Dieses Buch kann auf zweierlei Arten verwendet werden: Zunächst kann man es freilich von Anfang bis Ende durchlesen. Gleichzeitig läßt sich aber auch gezielt Interessantes und Wissenswertes zu den einzelnen, im Gebiet vorkommenden Orchideenarten anhand der entsprechenden Kapitel schnell nachschlagen.

Ein Lektorat habe ich mir auch bei diesem Buch erspart – einmal aus Gründen der eigenen Wirtschaftlichkeit, aber auch, um dieses Buch somit wiederum Ihnen – gerade jetzt in Krisenzeiten – möglichst günstig anbieten zu können. Ich hoffe, daß mir bei der eigenen Korrekturarbeit nicht zu viele Fehler entgangen sind und bitte, wo etwa doch welche auftauchen sollten, um entsprechende Nachsicht.

Um auch andere aktuelle Diskussionen aufzugreifen, möchte ich eingangs noch einmal betonen, daß ich in diesem Buch - auch wenn der Text der Einfachheit halber überwiegend nicht „gegendert“ wurde - ganz ausdrücklich alle Menschen unabhängig von Geschlecht, Herkunft etc. ansprechen möchte. In den letzten Jahren sind ja nicht nur Menschen aus anderen Teilen Deutschlands, sondern auch aus anderen Ländern oder Regionen der Welt nach Pfullingen gekommen, unter denen es vielleicht und hoffentlich ebenfalls Naturbegeisterte gibt.

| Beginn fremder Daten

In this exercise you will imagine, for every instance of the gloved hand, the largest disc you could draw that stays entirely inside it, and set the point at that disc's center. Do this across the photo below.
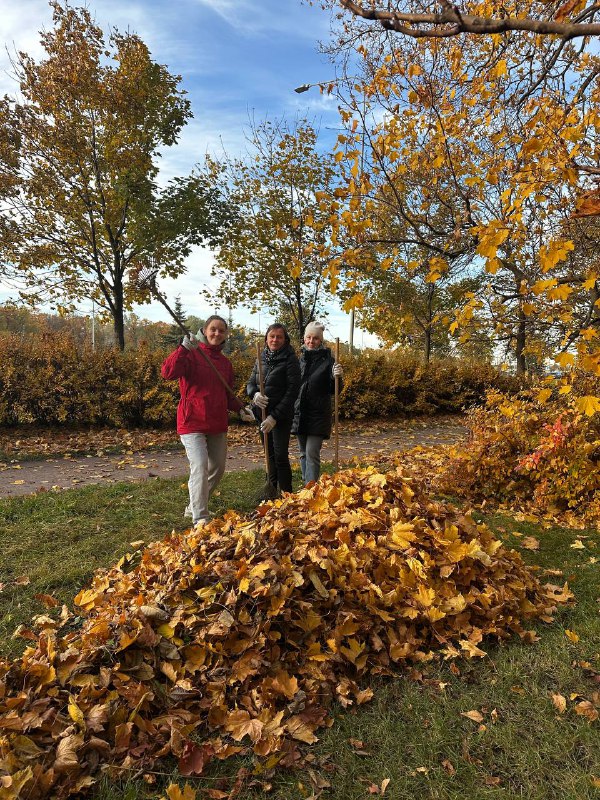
(268, 424)
(246, 414)
(260, 400)
(190, 342)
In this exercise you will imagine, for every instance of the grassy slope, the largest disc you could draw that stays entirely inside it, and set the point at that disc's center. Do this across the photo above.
(413, 732)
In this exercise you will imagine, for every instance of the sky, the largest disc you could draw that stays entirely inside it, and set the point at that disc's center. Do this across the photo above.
(238, 59)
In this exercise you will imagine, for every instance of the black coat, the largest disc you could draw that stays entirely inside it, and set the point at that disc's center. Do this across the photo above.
(281, 376)
(312, 413)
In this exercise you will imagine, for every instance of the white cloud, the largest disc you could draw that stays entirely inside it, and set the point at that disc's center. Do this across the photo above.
(271, 16)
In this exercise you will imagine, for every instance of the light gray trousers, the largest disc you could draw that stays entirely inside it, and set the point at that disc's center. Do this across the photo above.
(207, 454)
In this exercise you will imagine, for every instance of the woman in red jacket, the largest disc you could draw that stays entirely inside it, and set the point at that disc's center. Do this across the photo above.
(202, 417)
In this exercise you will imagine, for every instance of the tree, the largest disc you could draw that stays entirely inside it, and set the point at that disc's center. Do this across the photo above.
(507, 130)
(543, 18)
(173, 335)
(79, 152)
(277, 250)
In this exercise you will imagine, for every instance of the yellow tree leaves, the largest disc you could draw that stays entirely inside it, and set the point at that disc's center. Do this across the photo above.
(539, 449)
(269, 619)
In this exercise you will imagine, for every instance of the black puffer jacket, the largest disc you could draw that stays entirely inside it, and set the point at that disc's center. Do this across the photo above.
(282, 381)
(312, 413)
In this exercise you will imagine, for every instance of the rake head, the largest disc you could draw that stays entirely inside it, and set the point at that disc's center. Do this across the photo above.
(146, 278)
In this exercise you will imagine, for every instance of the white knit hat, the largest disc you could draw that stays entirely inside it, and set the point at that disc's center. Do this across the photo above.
(315, 329)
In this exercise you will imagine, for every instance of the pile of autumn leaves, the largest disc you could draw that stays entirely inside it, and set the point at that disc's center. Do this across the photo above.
(242, 634)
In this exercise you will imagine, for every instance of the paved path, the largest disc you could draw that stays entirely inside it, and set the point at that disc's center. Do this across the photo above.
(28, 477)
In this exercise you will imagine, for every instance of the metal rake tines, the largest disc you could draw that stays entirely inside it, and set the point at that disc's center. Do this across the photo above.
(146, 278)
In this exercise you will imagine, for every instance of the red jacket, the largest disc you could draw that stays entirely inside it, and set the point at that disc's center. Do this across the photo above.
(204, 401)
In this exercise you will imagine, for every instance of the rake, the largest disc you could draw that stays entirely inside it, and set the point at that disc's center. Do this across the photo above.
(269, 492)
(146, 280)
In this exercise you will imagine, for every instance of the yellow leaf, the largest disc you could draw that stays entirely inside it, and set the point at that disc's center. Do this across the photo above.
(560, 703)
(174, 792)
(588, 405)
(554, 252)
(76, 713)
(565, 359)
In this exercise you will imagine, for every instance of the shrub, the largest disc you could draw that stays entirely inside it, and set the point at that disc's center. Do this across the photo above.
(539, 448)
(53, 379)
(379, 384)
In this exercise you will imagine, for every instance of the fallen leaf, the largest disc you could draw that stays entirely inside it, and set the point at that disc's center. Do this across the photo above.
(475, 716)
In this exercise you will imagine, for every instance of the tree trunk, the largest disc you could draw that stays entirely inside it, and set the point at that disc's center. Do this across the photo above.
(118, 314)
(520, 343)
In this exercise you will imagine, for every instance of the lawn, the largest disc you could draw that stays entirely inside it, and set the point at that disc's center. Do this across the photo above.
(414, 738)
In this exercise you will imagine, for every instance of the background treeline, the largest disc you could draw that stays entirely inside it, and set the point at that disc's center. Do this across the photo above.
(55, 377)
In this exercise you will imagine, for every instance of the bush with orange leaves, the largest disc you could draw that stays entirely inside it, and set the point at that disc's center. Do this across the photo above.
(538, 451)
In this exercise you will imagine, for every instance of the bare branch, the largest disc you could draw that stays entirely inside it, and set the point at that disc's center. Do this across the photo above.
(451, 22)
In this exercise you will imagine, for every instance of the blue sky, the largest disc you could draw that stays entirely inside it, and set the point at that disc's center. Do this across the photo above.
(237, 59)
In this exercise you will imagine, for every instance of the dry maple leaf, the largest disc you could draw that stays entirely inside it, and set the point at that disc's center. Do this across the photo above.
(270, 618)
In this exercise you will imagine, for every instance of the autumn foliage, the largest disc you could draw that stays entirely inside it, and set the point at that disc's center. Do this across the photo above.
(539, 451)
(240, 636)
(55, 380)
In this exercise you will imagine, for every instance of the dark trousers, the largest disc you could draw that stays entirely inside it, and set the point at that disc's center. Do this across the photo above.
(280, 471)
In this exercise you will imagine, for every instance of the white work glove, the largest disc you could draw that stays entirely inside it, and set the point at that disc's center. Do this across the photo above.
(190, 342)
(260, 400)
(246, 414)
(268, 425)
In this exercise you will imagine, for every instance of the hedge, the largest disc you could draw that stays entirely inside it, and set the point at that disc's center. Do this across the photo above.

Gerade der Natur- und Umweltschutzgedanke setzt für eine erfolgreiche Bewältigung der Aufgaben, vor denen wir stehen, zuerst einmal auch ein freigeistiges, harmonisches und friedliches gesellschaftliches Miteinander voraus. Vor allem letzteres kann in Anbetracht der jüngsten, schrecklichen Ereignisse im Osten Europas nicht oft genug betont werden. Vielleicht mag auch die schöne Natur des Echaztals und am Rande der Schwäbischen Alb dem einen oder anderen geflüchteten Menschen einige Trostmomente schenken. Fest steht jedenfalls: Ohne eine intakte Umwelt, zu der nicht nur das Klima, sondern auch die Artenvielfalt gehört, können wir alle nicht leben!

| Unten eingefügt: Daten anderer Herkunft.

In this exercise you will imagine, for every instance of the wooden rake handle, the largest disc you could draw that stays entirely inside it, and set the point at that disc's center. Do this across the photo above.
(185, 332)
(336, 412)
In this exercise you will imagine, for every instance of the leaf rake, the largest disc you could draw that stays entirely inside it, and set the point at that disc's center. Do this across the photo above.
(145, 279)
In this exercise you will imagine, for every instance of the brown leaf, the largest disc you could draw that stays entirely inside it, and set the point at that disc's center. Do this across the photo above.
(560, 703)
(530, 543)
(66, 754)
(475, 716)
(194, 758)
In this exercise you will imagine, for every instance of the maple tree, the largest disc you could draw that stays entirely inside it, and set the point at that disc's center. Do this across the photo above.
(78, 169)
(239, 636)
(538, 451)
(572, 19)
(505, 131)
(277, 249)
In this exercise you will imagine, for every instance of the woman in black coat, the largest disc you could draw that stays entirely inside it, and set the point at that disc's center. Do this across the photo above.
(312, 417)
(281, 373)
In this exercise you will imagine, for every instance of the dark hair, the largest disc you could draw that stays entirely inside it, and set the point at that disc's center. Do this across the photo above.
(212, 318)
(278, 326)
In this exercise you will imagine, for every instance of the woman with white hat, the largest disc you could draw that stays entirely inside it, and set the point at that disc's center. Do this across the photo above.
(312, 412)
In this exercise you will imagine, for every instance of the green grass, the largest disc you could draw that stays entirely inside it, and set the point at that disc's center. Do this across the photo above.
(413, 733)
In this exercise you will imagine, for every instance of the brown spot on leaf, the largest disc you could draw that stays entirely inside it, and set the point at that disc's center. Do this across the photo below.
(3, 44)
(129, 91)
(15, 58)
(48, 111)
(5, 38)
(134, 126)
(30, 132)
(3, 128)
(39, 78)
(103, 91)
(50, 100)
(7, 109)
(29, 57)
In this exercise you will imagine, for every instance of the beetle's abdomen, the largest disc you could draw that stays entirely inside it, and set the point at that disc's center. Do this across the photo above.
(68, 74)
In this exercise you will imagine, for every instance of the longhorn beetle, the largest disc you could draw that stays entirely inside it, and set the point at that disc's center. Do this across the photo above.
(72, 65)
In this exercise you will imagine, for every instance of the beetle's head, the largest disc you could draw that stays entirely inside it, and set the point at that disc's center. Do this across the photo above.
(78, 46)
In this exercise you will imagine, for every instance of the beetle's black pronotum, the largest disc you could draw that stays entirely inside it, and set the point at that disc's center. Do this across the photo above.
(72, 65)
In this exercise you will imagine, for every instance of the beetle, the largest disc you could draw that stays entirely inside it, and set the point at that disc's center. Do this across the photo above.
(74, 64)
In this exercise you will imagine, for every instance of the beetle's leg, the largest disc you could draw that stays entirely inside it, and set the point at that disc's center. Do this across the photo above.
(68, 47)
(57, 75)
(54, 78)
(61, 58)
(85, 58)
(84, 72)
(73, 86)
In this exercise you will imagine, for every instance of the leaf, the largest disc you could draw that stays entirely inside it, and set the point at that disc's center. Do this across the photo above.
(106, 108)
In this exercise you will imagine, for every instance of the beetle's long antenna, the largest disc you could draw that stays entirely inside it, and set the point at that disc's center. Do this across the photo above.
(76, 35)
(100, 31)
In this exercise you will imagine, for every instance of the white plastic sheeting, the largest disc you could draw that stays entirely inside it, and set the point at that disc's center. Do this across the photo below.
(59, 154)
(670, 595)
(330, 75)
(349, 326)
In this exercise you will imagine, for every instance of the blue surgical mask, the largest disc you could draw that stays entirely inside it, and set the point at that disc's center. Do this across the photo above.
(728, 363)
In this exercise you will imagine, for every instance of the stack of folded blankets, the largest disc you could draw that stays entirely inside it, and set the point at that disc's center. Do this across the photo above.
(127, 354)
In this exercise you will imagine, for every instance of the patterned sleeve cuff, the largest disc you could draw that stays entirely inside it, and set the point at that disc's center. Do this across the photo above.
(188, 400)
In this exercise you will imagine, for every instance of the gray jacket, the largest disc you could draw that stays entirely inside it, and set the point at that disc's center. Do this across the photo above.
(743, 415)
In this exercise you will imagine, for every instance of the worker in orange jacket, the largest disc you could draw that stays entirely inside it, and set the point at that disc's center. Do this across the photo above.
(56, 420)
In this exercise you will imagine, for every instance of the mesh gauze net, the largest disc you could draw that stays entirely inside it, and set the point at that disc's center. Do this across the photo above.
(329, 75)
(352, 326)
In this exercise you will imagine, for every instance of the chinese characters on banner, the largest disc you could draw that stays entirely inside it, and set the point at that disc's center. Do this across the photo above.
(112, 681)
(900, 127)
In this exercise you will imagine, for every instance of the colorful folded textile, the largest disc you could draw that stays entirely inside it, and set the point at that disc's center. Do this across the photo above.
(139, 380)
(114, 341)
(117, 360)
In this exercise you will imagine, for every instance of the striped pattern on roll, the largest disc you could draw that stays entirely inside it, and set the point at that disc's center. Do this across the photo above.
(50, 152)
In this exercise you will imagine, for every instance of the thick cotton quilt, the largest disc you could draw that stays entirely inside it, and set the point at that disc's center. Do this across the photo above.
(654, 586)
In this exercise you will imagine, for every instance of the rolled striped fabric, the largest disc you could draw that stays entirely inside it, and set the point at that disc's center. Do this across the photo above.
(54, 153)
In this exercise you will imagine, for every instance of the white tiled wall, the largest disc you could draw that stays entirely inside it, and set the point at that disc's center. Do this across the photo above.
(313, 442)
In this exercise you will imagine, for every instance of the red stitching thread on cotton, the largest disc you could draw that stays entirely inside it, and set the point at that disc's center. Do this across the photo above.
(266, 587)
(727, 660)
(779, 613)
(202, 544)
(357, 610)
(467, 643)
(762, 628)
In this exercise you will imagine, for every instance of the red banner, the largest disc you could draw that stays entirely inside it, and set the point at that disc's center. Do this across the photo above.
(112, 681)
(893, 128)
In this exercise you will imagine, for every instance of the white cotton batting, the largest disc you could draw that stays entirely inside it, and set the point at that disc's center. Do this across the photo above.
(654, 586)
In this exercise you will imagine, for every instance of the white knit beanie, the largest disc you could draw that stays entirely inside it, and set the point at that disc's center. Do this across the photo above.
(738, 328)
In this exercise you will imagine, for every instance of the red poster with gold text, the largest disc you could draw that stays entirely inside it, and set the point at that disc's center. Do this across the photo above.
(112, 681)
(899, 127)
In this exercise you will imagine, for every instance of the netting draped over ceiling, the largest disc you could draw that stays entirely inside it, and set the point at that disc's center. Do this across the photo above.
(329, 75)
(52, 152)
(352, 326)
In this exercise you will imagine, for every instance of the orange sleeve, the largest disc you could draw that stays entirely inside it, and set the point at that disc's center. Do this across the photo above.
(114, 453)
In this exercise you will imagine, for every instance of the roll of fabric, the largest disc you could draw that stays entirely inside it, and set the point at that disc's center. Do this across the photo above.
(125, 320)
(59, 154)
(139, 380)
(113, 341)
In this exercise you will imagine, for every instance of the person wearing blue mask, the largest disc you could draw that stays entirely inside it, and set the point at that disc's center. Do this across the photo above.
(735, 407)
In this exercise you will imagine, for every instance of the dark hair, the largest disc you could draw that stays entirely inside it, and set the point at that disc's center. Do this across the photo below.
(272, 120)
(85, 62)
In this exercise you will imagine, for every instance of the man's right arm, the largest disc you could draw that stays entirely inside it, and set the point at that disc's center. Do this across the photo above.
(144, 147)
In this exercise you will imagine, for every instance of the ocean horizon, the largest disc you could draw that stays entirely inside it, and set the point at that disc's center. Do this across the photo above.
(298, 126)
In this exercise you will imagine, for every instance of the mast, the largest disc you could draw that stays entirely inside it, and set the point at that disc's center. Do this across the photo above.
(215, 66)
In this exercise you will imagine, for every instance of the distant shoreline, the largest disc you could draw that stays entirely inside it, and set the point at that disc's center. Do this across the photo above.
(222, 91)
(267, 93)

In diesem Sinne grüße ich alle Leser*innen, insbesondere natürlich jene im Echaztal und in meiner ehemaligen Heimatstadt Pfullingen!

Im Frühjahr 2023,

Oliver Meiser

1. Das Untersuchungsgebiet

Vieles, was zu Beginn dieses Buches angeführt ist, mag für Ortsansässige nicht neu sein. Für Auswärtige jedoch - insbesondere solche, die sich auch stärker wissenschaftlich mit dem Echaztal beschäftigen - bleibt eine nähere Beschreibung des Untersuchungsgebiets dennoch unabdingbar. Vielleicht aber stoßen dennoch auch alteingesessene Einwohner auf interessante Fakten, die in Vergessenheit geraten sind oder gar völlig unbekannt waren.

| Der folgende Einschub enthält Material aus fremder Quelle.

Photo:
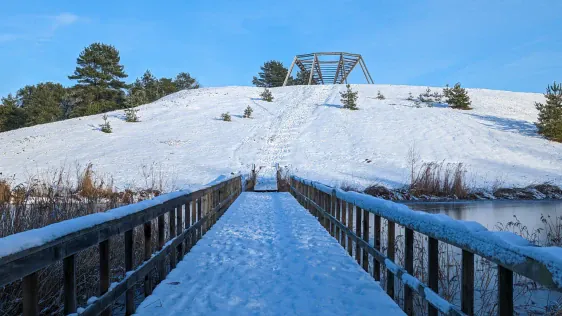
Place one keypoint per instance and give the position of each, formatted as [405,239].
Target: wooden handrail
[207,205]
[312,194]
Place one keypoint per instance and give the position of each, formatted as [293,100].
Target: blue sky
[497,44]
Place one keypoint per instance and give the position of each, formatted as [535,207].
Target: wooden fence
[188,216]
[346,220]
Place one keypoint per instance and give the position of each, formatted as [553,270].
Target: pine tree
[99,75]
[42,102]
[184,81]
[226,117]
[105,127]
[349,98]
[266,95]
[248,112]
[12,116]
[550,114]
[272,74]
[457,97]
[131,115]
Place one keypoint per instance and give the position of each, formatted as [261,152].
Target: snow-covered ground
[268,256]
[303,128]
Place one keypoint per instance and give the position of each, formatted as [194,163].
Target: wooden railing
[346,216]
[188,215]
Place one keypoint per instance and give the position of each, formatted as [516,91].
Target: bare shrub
[57,196]
[440,179]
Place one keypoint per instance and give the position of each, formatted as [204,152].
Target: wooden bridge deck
[268,255]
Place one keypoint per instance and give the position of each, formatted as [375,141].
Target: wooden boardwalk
[314,250]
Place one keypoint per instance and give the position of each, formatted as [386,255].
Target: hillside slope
[305,129]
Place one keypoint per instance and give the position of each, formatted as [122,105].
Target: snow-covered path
[268,256]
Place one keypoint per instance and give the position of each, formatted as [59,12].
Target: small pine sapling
[349,98]
[131,115]
[266,95]
[458,98]
[248,112]
[105,127]
[550,114]
[226,117]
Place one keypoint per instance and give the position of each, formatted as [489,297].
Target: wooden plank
[138,275]
[358,225]
[505,291]
[432,270]
[467,283]
[161,242]
[338,217]
[350,226]
[16,266]
[409,266]
[172,231]
[69,280]
[30,287]
[179,229]
[104,272]
[312,71]
[421,289]
[390,254]
[366,239]
[376,264]
[147,254]
[344,222]
[129,266]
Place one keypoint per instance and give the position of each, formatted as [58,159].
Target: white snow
[303,128]
[268,256]
[504,246]
[36,237]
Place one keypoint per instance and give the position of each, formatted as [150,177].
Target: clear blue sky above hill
[510,45]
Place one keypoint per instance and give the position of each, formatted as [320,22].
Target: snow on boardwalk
[265,184]
[268,256]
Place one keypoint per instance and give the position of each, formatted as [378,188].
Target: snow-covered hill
[305,129]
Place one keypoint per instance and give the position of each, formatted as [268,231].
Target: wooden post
[409,265]
[187,225]
[358,215]
[130,295]
[172,223]
[311,71]
[104,271]
[193,221]
[69,272]
[179,231]
[338,218]
[199,213]
[344,222]
[147,254]
[505,291]
[366,239]
[433,270]
[31,295]
[350,226]
[467,287]
[390,254]
[161,242]
[376,264]
[327,222]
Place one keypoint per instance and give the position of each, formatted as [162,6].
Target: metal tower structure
[328,67]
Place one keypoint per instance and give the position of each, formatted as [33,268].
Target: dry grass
[440,179]
[53,197]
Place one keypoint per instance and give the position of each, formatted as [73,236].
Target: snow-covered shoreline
[305,129]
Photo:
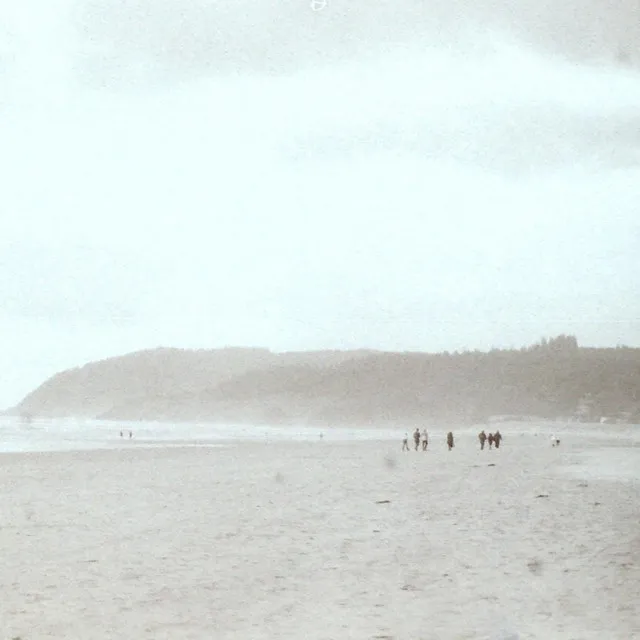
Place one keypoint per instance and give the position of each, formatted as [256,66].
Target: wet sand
[324,540]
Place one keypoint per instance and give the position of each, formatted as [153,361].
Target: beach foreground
[324,540]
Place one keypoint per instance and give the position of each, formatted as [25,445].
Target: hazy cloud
[395,175]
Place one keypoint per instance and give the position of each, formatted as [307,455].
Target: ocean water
[76,435]
[42,435]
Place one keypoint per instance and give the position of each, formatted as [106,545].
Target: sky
[402,175]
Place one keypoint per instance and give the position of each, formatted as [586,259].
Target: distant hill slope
[555,378]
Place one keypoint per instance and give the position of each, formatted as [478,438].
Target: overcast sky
[394,175]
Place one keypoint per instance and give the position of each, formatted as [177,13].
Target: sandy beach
[325,540]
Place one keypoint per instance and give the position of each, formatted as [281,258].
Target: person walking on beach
[416,438]
[450,440]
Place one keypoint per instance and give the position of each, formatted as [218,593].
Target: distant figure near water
[450,440]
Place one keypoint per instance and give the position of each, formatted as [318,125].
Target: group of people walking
[418,438]
[492,438]
[424,439]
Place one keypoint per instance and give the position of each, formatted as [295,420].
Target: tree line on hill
[554,378]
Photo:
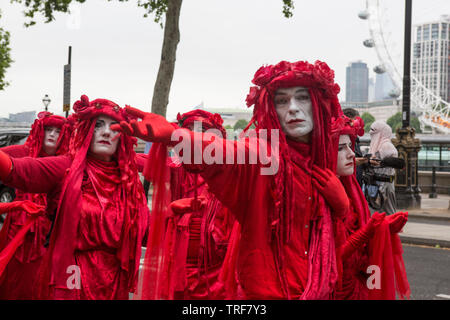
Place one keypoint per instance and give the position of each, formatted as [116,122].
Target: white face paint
[346,157]
[51,135]
[294,110]
[102,145]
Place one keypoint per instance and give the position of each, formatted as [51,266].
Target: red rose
[302,67]
[82,104]
[281,67]
[252,96]
[263,75]
[217,120]
[44,114]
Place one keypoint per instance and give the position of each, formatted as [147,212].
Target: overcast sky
[116,51]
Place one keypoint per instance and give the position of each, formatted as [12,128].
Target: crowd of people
[224,222]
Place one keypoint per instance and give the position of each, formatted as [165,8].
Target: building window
[434,31]
[426,32]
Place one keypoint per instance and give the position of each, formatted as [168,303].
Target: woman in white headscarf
[381,147]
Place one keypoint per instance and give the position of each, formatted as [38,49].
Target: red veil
[319,79]
[384,250]
[60,254]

Die Stadt Pfullingen liegt in unmittelbarer Nähe der Kreisstadt Reutlingen in der Region Neckar-Alb und im Regierungsbezirk Südwürttemberg, dreißig Kilometer südlich von der Landeshauptstadt Stuttgart entfernt.

Großräumlich gesehen befindet sich Pfullingen inmitten der südwestdeutschen Schichtstufenlandschaft, kleinräumlich betrachtet direkt an der Grenze zwischen der mittleren Schwäbischen Alb und dem Albvorland (vgl. Borcherdt 1991, 1992).

Pfullingen besitzt Pfortenlage am Eingang des in die Schwäbische Alb eingeschnittenen Tales der Echaz, die ein 24 km langer Nebenfluß des Neckars ist.

Die Lage des Untersuchungsgebiets am Fuße der Schwäbischen Alb läßt die 3013 Hektar große Gemarkungsfläche äußerst vielgestaltig erscheinen. Die Höhenlagen zwischen 399 und 833 Metern über dem Meeresspiegel, die Hänge mit ihren unterschiedlichen Expositionen, die Geologie mit ihren verschiedenen Ausprägungen des Braunen und Weißen Jura, die unterschiedlichen hydrologischen Verhältnisse dieser beiden geologischen Abteilungen, sowie auch die aus den Wechselwirkungen der einzelnen Geofaktoren entstandenen Böden bringen ein reichhaltiges Mosaik an Pflanzenstandorten mit sich. Beeinflußt wird die Pflanzenwelt auch ganz besonders vom Klima, das u.a. wiederum von Höhenlage und Exposition gesteuert wird und so auf engem Raum für dennoch sehr heterogene Bedingungen sorgt.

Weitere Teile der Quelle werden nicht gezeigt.